Tobias me raccompagna dans ma chambre, à ma plus grande surprise.
Je pensais que nous allions visiter le domaine, mais peut-être voulait-il commencer sa visite ici. La pièce était encore plongée dans la pénombre, car j'avais refermé les rideaux, et le garçon s'approcha de la fenêtre pour les tirer. Un rai de lumière inonda la pièce qui se retrouvait maintenant nimbée d'une lueur orangée.
- On ne va pas vivre dans le noir quand même ! s'exclama-il, et il m'adressa un clin d'œil.

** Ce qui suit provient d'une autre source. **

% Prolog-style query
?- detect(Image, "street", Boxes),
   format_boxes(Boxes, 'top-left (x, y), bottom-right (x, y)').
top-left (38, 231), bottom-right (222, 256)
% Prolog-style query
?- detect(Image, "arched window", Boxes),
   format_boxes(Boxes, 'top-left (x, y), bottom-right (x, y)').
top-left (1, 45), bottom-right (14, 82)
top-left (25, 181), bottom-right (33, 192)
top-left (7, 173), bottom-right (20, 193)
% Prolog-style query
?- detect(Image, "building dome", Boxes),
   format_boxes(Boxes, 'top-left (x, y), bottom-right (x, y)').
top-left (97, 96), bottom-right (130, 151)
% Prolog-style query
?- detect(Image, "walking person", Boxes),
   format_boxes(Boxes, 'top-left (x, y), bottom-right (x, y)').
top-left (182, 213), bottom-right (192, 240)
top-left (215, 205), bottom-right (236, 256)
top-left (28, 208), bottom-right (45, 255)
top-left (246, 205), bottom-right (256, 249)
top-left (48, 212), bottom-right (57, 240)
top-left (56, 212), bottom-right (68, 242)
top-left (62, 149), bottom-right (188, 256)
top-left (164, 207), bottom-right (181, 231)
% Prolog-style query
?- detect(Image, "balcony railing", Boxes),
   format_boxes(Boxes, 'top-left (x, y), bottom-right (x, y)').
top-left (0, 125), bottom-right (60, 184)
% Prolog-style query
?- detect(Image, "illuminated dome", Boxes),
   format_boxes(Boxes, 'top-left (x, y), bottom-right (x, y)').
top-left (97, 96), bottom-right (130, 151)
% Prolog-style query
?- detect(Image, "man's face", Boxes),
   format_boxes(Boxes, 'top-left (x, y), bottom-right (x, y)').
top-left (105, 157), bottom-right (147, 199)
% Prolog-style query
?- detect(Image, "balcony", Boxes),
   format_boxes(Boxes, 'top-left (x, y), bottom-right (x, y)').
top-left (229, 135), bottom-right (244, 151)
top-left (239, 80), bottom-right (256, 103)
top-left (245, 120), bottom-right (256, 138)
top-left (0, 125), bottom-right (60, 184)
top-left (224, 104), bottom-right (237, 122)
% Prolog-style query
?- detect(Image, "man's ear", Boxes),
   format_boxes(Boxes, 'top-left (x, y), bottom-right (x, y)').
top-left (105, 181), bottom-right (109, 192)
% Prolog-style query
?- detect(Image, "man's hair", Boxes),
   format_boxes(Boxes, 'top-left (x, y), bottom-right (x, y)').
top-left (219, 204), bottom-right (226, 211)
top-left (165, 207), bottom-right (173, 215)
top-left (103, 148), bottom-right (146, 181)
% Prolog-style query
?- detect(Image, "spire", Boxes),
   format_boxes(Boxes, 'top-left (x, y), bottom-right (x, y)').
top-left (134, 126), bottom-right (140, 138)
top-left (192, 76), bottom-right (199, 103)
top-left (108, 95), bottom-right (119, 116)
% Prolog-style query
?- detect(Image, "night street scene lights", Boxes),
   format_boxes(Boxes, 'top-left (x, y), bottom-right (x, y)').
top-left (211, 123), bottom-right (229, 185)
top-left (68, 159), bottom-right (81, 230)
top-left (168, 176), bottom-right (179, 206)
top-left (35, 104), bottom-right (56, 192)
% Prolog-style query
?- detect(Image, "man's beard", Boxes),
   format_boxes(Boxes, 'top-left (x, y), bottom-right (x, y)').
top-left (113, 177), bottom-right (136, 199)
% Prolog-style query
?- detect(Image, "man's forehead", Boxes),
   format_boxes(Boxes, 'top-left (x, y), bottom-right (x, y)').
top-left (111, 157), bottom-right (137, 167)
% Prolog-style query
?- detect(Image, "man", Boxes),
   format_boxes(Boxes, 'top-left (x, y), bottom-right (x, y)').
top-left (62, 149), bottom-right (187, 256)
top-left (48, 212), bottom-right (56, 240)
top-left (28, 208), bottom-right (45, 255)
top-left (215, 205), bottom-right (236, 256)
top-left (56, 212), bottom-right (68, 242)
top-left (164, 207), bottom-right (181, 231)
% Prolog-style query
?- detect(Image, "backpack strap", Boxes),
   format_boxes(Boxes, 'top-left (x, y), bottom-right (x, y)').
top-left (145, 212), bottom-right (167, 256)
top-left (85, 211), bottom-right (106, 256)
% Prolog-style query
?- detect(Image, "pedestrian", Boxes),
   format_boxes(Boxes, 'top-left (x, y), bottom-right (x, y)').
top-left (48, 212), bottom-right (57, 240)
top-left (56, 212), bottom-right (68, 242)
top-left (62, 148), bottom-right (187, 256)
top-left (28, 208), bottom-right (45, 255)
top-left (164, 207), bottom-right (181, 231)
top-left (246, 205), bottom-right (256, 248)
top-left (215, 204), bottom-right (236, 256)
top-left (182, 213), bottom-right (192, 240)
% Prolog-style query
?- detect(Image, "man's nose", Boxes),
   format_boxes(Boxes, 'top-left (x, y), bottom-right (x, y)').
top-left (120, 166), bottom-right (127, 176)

Nous étions l'un en face de l'autre, même si nous nous tenions à bonne distance. Je me sentais un peu plus à l'aise mais je n'avais toujours pas spécialement envie de parler. J'avais l'impression que tant que je ne saurais pas ce que je faisais ici, il serait difficile pour moi de me lâcher.
- J'ai pensé que tu voudrais peut-être faire un brin de toilette avant que nous partions en exploration. Pendant que tu te laveras, j'irai te chercher une tenue plus adéquate. Je la poserai sur ton lit, et je t'attendrai devant la porte de ta chambre. Tu n'auras qu'à venir quand tu seras prête.
C'était la plus longue phrase qu'il avait prononcé depuis notre rencontre. Je remarquais seulement à cet instant que Tobias avait une drôle de façon de s'exprimer : il détachait chaque mot soigneusement, et ses inflexions tonales étaient totalement différentes de ce que j'avais pu expérimenter jusqu'à présent. Comme si il venait d'un autre temps.
Je hochais la tête pour marquer mon approbation. J'avais désespérément besoin de me laver, de laver mon esprit et de revêtir une tenue plus appropriée. Celle-ci me rendait mal à l'aise et me rappelait bien trop la nuit que je venais de passer. Avec un peu de chance, une fois lavée et changée, je me sentirais plus à l'aise.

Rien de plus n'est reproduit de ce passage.